> This reads like a hand wavy reference to some sort of programmable systolic ar...

> This reads like a hand wavy reference to some sort of programmable systolic array thing.

Indeed, systolic arrays are a big inspiration. Like also the Xputer, the Reduceron, computational RAM, parts of IBM's TrueNorth chips, and of course in parts current AI and GPU hardware.

> Ok fine; but for statefull calculations that need to load and or store information per compuatational element it’s not the win one might think.

The whole point of my idea is to mitigate this.

Exactly this problem is the famous von Neumann bottleneck. And it's holding back any progress we could probably make regarding computer hardware.

Imho the whole misery we're in is due the fact almost all "basic" stuff is build in languages that are married to the "C-Machine". The core of the problem: The "C-Machine" can't be build efficiently with hardware that does not simulate a von Neumann computer. So we're stuck.
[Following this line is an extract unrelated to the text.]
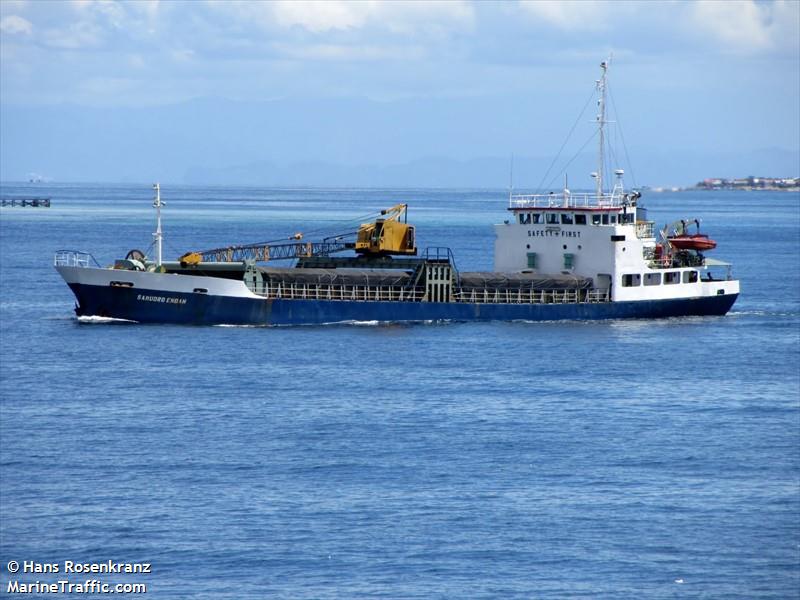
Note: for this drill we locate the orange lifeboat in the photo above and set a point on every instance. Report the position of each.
(698, 241)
The only way out of this "local optimum", like I call it, would be to change the basic programming model. From imperative to some mix of declarative data-flow with FP elements. Than "rebuild the world" on top of that… (Simple as that, isn't it? :-D).
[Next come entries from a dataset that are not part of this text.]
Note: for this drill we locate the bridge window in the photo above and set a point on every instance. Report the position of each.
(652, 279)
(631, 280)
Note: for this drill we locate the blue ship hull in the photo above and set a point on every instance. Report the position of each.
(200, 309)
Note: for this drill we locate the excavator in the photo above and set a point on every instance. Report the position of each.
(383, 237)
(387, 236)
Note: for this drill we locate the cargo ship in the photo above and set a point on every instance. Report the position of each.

One can't fix the von Neumann bottleneck as long as it's possible (or actually required!) to be able to jump around freely in memory. So we need to change that! Pure FP languages could pose a way around that basic problem. In FP languages one can "contain" all state manipulations on the language level in isolated parts of the program. Everything between this parts is pure data-flow. So you could have explicit "machines" that manipulate state and talk to the outside world strongly separated form the parts that do only pure transformations on data. Those "machines" would be the "processing units" (with their attached scratch-pad memory) that I'm talking about in the other long sibling comment.